A Bari, Dante Ragusa règne sur la ville, par la corruption et le meurtre. Le commissaire Jacovella échoue systématiquement à faire chuter son empire, devant faire face à des procès truqués et des témoins silencieux, ou réduits au silence. Ses méthodes, violentes, sont largement critiquées par Maselli, le patron du journal local, qui comprend le combat de Jacovella mais conteste ses méthodes. Un jour, lors d’un braquage, le jeune Antonio Blasi abat un policier, puis prend la fuite en volant la voiture du frère de Ragusa, qui contient des documents compromettants.
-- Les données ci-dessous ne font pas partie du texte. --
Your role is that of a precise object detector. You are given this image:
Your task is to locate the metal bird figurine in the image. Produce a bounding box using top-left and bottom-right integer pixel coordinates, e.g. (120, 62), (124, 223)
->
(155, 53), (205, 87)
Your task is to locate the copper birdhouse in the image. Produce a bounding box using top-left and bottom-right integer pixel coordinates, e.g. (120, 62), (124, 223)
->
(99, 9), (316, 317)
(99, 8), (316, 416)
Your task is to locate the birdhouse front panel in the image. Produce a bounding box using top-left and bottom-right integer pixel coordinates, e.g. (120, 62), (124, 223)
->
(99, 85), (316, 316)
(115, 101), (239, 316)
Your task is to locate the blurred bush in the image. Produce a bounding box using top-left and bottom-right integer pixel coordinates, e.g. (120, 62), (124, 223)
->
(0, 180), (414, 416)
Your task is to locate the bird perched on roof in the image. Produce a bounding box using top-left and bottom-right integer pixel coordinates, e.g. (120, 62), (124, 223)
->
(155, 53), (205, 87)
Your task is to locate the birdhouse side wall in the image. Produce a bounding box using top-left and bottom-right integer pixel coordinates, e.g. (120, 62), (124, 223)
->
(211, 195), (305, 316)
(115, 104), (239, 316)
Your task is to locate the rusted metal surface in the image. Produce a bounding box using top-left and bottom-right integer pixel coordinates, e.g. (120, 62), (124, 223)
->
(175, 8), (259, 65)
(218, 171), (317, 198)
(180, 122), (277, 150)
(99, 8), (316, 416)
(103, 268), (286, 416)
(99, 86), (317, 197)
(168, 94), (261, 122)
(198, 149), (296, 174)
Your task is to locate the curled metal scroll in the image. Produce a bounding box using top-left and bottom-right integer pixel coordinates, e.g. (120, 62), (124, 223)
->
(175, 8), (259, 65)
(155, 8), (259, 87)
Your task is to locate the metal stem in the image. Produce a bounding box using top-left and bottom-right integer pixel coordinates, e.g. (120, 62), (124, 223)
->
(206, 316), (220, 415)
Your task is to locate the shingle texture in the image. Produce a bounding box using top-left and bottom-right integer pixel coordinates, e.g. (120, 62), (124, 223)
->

La police, la mafia et la presse se mettent à sa poursuite.

Analyse et critique

De tous les artisans qui ont fait le succès du cinéma de genre durant l’âge d’or du cinéma italien, Stelvio Massi est peut-être celui que l’on peut le plus clairement associer au Poliziottesco, genre dans lequel il s’est presque exclusivement exprimé après son passage à la réalisation au milieu des années 70 et jusqu’au début des années 80, au moment où la chute du modèle de production italien l’obligera à se consacrer à des travaux purement alimentaires. Il faut dire que Massi passe à la mise en scène en plein essor du genre. Rien de plus logique, alors qu’il avait travaillé sur de nombreux western en tant que directeur de photographie, que de le voir prendre en marche le train du filon le plus en vogue. Ce qui peut surprendre, en revanche, c’est la subtilité du regard politique et social qu’il développe dans ses premières œuvres, dès Brigade Volante, puis dans le diptyque qu’il consacre au personnage du commissaire Mark Terzi, Marc la gâchette et Un Flic voit rouge et donc dans Magnum 44 Spécial. Une caractéristique qui doit certainement autant aux préoccupations du cinéaste qu’à sa collaboration récurrente avec le scénariste Dardano Sacchetti.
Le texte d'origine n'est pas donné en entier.